Cahit Obruk "-Yok hemşerim, kusur kimsede değil/Erkekçe konuşalım, yalansız/Kusur düpedüz senin/Bu dağlar soyunurken çırılçıplak/Elin titrememiş..." diyor ve ilâve ediyor:
"-Hani İç Deniz'in suları?/Hani İç Deniz'in yerleri?/Hani İç Deniz'in yolları?/Bu koca yazı yanmış cayır cayır/Kılın kıpırdamamış./Yeşili dövmüşler/Yeşili kovmuşlar/Yeşili öldürmüşler hemşerim/Gık dememişsin".
"Ne dağ keçisini kına/Ne suçu düşmana yükle/Erkekçe konuşalım hemşerim/Tâ beşyüz yıldan beri korkusuz/Bir suçlu dolaşıyor aramızda/Bu kavruk, bu sarı toprağın ahına/Onu, o suçluyu/Şu kel dağlara aşmalı!"
Böyle diyor Cahit Obruk... Biraz sertçe diyor, biraz sinirli diyor, ama doğru diyor... Şu kel toprakların, şu yağır tepelerin, şu kıraç bellerin bir suçlusu olmalı... O "suçlu"yu bulup, kıraçlar ortasında aşmalı... "Asmalı" ki, suç suçluya kâr kalmasın...
ORTA MALI MI?
Asırlar var ki, ormanı bir "Tanrı nimeti" değil, "orta malı" saymışız. Lüzumu halinde, lâzım olduğu ölçülerde faydalanılan; tecavüz ve sarkıntılık edilen; yolunan, yakılan, yıkılan "mübâhât" olarak görmüşüz... İtiraf edelim ki bu, "millet olma" tecrübemize yakışmayan bir tarihî ve sosyal ayımıbızdır.

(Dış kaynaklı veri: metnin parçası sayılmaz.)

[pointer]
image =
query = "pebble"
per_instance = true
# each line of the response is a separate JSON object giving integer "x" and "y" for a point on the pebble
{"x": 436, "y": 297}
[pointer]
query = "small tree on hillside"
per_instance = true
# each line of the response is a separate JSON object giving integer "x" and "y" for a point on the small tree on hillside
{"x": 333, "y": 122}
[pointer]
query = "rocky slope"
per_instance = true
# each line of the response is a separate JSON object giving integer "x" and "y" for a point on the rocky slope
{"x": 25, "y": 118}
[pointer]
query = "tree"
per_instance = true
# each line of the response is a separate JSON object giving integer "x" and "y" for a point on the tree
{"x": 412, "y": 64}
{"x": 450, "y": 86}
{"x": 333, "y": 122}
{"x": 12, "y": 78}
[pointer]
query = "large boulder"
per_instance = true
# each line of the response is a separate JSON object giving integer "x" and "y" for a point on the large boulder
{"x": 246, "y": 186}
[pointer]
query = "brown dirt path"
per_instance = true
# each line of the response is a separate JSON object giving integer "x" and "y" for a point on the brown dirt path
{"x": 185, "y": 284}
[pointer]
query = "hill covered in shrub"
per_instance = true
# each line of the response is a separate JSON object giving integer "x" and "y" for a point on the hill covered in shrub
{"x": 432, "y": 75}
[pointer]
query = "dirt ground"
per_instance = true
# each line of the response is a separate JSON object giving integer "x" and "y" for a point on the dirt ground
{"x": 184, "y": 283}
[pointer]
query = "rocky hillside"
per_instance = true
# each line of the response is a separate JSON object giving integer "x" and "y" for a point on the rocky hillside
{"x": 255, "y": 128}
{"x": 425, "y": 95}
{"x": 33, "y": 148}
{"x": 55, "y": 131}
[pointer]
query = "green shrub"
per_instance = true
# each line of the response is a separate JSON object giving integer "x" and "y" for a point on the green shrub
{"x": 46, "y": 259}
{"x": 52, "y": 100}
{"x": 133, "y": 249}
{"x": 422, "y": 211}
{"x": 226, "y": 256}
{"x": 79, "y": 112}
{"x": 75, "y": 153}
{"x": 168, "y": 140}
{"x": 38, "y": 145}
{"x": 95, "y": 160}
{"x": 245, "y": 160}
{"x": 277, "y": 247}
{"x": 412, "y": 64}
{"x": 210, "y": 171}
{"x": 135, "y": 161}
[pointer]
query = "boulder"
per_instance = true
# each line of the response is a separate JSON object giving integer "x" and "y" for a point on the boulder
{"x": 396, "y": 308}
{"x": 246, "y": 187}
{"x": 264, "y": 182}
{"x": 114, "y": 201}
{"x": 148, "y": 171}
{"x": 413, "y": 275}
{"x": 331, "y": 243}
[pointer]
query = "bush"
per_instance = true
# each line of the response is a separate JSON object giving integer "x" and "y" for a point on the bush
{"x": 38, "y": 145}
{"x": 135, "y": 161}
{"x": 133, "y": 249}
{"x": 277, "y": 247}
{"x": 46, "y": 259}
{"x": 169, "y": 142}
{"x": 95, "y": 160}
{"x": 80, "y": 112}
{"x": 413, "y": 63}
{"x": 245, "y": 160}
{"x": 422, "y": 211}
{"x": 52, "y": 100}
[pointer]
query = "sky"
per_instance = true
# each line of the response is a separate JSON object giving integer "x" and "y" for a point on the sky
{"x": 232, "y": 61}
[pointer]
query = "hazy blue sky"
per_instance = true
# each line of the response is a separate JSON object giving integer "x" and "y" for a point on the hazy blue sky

"Asırlar var ki" dedim... Birkaç asırdan önceye dilim varmaz. Zira "ağaç", "orman", "yeşil" inanç ve geleneklerimizde bir "dokunulmaz" varlık...
"Yaş kesen baş keser" demişiz... "-Zeyd ormanda dolaşırken, abası bir dala takıldıkta, bakılır: Eğer aba, dala bir gûnâ zarar vermeden kurtarılabilirse, ol yapılır... Ve illâ, aba kesilir" diye fetva vermişiz... Ormanlara tecavüz ve sarkıntılık edenleri "-Ormanlarımdan bir dal kesenin, başını keserim!.." diye korkutmuşuz... Zira, bu masuniyet, kaynağını Kur'-ân'da, sünnette bulmuş... Hz. Peygamber Mekke'de, Medine'de, Taif’te yeşiline, otuna-burcuna dokunulmaz alanlar kurmuş... Bunun için yasaklar, yasaklar, müeyideler kovmuş... Ormanlardan zati ihtiyaçların karşılanmasına, "kesilenin yerine yenisinin dikilmesi" şartıyla izin buyurmuş...
BİZ NE YAPMIŞIZ?
Orta Asya'yı kurutarak Anadolu'ya geldiğimizde bu topraklar bir yeşil, bir zümrüt cennet gibiydi. Buraları biraz da onun için sevmiştik. Gel gör, bu Allah vergisi nimeti "aziz" bilemedik... Ona bir "İçtimaî değer" olarak bakamadık... Onu, "yırtıcı hayvanlar barınıyor" diye yaktık... Tarla açmak için ateşe verdik... Taze-körpe demeden, hayvanlara yem yapıp doğradık. .. Namütenahi ihtiyaçlarımız için akılsız, ahmak kıyımlar yaptık...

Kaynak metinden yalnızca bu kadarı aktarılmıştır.